Down to 15 minutes to get ready. Not good on a slow day like this. Have to get my lazy, sluggish butt moving! Maybe I’ll feel better if I get moving – sometime that works. Talk to you later!
Okay – I’m sorry to tell you that prayer didn’t cure what is ailing me today. At least, not yet. Got home with more of I headache than I had when I left. Not a good sign. Time for medicine. Since my husband is still working on that new storm door – the frame was rotting so it had to be replaced first. He wasn’t happy with that discovery! So I’m trying to stay out of his way. Kind of wish I had a sound proof room actually – the whine of that saw and the pounding of the hammer are not compatible with the pain in my head.
I tried computer games for a while but today there is too much pain (level of 6-7) to be overcome. I think a nap will be in order.
An hour’s nap and plenty of strong medicine have made a world of a difference. Pain level is back down to about 3. Since it’s never zero, I can live with 3. But now I’m starved! A cup of yogurt and a few crackers don’t hold me very long, I guess. But . . . my husband is still working on that door.
I’m really getting frustrated doing nothing. I know if I do something, the pain level will go back up. This is the part of fibromyalgia I hate the most: to have a great day and be unable to do anything in it. I really don’t care what it is – work or play – I would love to be able to do something, anything! I’d do yard work or clean the bathroom willingly. But I know that if I did that today, the pain would only get worse and stay around longer at that level. In the “old days,” before I knew as much as I do, I would have headaches that lasted 7 to 10 days.

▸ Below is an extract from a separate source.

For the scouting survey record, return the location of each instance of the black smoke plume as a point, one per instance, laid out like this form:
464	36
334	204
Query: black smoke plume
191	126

That’s right – it wouldn’t matter what medicine I took or how much, the headache would be there when I woke up in the morning, stay with me at varying levels all day, be there when I tried to fall asleep – day after day after insufferable day. It’s the kind of thing that makes you start to think about driving into a tree. Glad I never did.
But now I know that, when the pain gets to a certain point, I have to stop. As frustrating as it is to do nothing seriously physical, experience has shown me it’s the only thing that works.
When it comes to living with pain every day, you either learn to listen to your body or the pain beats you. I plan on winning!